“You didn’t make me responsible. You don’t have that power. This”—he held up his hands, and light glowed from his palms—“this made me responsible. Having power made me responsible. I had the power and you had the brains. So we were chosen. That’s the way it works, isn’t it? People who can have to help those who can’t. The strong defend the weak from the strong. I don’t think you invented that, Astrid; all you did was make me see it. Well, I see it. There it is. The FAYZ gave me this light, and the FAYZ made it necessary. And now the light isn’t helping, is it? Now that monster is going to walk into town and kill people I care about and people I love.”
Astrid stood up. She was shaking. “I can’t . . .,” she said.
Sam stood and tried to hold her, but she pulled away. “If one of us is getting out of here, it has to be you, Astrid. If I get out, it’s trouble anyway, you know that. The world out there is waiting for a scapegoat.”
“You promised me,” she said. “You’ve always kept your promises to me, Sam. Keep this one. I’m holding you to it. You swore. You swore to me.”
From outside there came the sounds of yelling. Someone was crying, “Fire! Fire!”
“Go,” Astrid said, dismissing him. “And keep your word to me, Sam, or you’re a damned liar.”
He left, not sure how to respond to that.
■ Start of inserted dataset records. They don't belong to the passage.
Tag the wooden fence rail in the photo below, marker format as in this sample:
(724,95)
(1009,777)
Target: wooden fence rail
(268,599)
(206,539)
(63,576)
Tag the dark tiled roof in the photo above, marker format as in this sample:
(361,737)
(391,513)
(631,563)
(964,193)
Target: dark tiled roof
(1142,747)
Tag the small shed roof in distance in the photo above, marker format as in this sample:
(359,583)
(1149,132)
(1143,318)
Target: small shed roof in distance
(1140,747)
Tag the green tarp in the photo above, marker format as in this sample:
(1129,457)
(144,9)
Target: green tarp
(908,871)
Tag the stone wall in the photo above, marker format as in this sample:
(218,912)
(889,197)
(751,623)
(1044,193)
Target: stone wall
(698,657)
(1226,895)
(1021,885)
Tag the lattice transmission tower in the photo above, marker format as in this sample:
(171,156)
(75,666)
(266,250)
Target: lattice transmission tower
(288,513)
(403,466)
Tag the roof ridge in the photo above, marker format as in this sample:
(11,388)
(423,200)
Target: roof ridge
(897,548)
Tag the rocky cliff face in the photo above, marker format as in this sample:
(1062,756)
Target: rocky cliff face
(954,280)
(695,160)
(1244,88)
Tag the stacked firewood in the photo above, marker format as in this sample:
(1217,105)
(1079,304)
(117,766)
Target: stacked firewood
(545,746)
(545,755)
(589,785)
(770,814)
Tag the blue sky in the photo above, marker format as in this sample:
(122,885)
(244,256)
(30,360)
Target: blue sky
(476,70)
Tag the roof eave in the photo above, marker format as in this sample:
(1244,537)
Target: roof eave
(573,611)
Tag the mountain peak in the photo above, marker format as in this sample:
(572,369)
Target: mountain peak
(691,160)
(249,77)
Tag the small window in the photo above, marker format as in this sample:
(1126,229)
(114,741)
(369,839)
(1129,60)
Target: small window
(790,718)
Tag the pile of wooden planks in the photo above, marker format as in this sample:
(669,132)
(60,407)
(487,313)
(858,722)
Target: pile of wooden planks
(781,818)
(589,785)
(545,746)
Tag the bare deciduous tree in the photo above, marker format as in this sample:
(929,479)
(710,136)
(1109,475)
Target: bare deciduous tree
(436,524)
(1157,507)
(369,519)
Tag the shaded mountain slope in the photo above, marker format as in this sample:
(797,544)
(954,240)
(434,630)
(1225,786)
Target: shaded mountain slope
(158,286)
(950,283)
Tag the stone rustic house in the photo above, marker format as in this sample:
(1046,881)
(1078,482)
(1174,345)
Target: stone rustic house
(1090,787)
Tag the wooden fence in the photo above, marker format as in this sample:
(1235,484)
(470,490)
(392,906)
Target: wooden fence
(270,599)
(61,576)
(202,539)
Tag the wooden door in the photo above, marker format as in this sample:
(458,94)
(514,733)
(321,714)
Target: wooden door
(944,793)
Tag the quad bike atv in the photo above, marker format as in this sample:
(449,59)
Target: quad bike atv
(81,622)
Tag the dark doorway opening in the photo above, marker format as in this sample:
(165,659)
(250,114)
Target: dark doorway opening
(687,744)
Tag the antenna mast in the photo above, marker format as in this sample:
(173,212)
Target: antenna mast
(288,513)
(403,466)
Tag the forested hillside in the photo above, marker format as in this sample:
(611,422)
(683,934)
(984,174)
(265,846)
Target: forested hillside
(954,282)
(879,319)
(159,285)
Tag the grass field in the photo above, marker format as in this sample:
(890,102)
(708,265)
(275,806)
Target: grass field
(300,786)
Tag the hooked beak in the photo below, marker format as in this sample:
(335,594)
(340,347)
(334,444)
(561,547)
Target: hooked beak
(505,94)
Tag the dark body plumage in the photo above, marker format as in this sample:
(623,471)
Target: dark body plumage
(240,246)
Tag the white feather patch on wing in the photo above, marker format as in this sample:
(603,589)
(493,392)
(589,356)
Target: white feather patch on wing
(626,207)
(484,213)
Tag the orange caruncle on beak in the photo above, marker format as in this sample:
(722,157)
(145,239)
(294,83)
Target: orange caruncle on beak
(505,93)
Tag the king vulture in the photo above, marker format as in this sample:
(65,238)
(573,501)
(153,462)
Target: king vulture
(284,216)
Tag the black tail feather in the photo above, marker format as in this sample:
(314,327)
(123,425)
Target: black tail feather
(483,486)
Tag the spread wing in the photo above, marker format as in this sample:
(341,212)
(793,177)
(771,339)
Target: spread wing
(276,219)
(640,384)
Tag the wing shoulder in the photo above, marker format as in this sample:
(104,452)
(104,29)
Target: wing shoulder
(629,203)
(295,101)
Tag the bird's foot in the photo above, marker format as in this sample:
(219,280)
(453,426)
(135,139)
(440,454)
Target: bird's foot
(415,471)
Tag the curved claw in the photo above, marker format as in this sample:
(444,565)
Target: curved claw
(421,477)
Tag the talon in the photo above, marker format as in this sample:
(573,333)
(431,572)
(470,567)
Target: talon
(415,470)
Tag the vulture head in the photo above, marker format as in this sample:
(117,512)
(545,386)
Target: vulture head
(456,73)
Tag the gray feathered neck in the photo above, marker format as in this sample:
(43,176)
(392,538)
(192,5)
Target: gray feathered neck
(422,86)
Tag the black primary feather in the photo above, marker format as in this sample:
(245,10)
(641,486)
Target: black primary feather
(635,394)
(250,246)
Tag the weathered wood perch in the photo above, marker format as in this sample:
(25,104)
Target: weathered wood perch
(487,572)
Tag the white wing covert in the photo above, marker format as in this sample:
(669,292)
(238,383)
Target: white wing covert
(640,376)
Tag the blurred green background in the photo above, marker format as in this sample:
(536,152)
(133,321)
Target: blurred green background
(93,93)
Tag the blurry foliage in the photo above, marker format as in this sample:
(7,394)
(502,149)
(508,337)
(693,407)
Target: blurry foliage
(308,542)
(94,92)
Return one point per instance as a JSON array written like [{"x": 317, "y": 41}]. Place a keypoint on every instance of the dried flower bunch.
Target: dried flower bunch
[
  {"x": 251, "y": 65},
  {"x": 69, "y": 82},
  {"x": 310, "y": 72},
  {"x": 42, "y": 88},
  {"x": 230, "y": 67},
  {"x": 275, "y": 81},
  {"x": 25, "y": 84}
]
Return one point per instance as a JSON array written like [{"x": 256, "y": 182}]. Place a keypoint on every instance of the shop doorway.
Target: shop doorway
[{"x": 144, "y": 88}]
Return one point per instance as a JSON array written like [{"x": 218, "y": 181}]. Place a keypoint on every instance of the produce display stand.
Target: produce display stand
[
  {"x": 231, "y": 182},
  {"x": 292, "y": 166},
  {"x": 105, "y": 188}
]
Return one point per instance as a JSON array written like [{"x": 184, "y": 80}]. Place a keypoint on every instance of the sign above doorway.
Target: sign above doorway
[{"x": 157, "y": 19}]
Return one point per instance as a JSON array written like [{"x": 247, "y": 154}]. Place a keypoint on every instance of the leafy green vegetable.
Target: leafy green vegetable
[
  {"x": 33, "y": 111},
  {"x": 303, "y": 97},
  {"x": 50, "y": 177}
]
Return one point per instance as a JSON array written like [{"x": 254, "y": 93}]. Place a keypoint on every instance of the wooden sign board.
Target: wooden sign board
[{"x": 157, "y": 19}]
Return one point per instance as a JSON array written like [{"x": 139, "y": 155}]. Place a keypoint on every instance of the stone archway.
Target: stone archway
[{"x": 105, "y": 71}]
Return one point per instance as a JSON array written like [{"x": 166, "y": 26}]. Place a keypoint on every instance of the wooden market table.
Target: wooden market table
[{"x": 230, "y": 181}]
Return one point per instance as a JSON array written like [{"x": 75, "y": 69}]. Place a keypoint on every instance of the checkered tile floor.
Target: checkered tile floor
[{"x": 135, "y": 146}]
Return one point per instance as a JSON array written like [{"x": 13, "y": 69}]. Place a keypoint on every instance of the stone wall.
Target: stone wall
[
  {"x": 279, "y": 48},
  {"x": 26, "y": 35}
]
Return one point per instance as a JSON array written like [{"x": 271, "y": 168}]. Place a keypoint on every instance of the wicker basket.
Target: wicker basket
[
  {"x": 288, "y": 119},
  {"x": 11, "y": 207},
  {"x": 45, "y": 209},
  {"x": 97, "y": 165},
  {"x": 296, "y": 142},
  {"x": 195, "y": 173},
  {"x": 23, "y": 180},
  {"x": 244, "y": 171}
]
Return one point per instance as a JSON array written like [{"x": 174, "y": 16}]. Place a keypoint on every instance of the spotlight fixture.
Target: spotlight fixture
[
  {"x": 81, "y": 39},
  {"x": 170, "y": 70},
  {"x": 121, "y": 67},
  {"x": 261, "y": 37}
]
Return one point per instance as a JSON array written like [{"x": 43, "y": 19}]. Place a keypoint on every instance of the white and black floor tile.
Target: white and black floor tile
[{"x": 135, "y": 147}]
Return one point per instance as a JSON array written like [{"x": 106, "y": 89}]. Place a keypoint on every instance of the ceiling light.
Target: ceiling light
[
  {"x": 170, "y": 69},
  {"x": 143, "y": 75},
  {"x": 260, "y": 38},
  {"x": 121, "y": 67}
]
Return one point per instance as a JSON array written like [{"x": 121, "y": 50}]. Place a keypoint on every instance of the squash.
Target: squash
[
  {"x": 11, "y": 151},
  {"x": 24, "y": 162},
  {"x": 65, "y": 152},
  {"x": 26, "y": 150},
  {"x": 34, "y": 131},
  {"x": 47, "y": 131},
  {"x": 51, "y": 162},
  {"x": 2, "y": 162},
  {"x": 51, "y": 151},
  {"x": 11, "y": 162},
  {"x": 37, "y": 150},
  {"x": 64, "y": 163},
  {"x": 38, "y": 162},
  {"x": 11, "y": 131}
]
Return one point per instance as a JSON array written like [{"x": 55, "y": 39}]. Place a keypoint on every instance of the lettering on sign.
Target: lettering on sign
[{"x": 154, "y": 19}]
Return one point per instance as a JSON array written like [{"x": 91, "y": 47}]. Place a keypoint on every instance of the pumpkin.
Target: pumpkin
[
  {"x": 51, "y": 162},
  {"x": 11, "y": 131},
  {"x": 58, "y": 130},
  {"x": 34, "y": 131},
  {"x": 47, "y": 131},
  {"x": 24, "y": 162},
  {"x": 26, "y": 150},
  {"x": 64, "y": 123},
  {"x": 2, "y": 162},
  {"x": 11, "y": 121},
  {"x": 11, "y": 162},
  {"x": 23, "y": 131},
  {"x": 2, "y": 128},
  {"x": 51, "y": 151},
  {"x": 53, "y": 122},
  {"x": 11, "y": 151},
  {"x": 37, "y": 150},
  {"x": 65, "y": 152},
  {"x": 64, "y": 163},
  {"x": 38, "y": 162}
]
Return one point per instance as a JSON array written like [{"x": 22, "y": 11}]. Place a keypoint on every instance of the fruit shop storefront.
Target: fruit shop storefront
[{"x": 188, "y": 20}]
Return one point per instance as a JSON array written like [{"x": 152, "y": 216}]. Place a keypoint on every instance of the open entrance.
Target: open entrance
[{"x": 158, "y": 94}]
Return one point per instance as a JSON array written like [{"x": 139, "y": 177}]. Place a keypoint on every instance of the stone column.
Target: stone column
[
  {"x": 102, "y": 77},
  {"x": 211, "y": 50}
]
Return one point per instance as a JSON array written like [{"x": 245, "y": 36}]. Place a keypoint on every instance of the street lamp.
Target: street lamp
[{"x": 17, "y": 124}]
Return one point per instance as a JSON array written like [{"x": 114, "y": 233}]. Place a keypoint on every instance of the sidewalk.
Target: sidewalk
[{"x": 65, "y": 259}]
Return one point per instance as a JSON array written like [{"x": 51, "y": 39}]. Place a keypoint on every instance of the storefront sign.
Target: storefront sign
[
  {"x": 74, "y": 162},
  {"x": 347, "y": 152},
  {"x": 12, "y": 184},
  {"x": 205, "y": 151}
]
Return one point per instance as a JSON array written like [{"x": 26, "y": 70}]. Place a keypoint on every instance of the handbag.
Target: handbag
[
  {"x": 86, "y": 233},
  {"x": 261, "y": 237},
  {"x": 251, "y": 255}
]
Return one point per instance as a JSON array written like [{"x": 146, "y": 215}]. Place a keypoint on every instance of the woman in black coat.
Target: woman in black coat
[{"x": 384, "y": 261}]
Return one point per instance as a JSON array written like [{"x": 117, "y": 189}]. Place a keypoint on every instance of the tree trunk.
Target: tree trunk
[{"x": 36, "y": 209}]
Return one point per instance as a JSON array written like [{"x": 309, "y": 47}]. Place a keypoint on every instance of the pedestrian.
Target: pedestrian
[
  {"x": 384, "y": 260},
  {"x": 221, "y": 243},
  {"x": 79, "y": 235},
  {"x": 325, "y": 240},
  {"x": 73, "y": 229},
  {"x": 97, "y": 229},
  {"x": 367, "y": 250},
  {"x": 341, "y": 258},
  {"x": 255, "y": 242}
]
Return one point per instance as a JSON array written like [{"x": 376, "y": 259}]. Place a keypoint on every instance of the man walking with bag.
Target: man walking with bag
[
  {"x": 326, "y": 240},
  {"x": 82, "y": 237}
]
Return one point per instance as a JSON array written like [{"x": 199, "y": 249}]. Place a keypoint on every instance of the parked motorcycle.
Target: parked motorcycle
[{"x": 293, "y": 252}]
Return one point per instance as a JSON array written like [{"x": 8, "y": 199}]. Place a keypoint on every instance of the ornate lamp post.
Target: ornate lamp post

He was relieved to have something tangible to do.
It felt good to be running free down the beach. Lying in a box at the bottom of the lake Drake hadn’t expected to ever have it all back. A body. Not his, but his now, and it was in good shape and strong.
And so much more important, he had his whip. He had his whip hand!
Whip Hand!
No one was watching the beach. They were all huddled in terror in town. And the best thing was, they weren’t expecting him, were they? Astrid would have bragged all over town how she had looked down at a helpless Drake and laughed and laughed. She must have thought she was safe from him at last. No more Drake. All Drake’s threats were nothing now, hah hah.
What he would do to her.
The longing for that moment almost made him weak. He wanted it so badly. Had he ever wanted anything as badly as he wanted to hear Astrid beg for mercy?
But no, he couldn’t kill her. He had to keep her alive, which was better. Life meant pain. If there was one thing Drake had learned his entire life—well, at least since his mother had remarried—it was that life was pain. And there was such joy in causing pain.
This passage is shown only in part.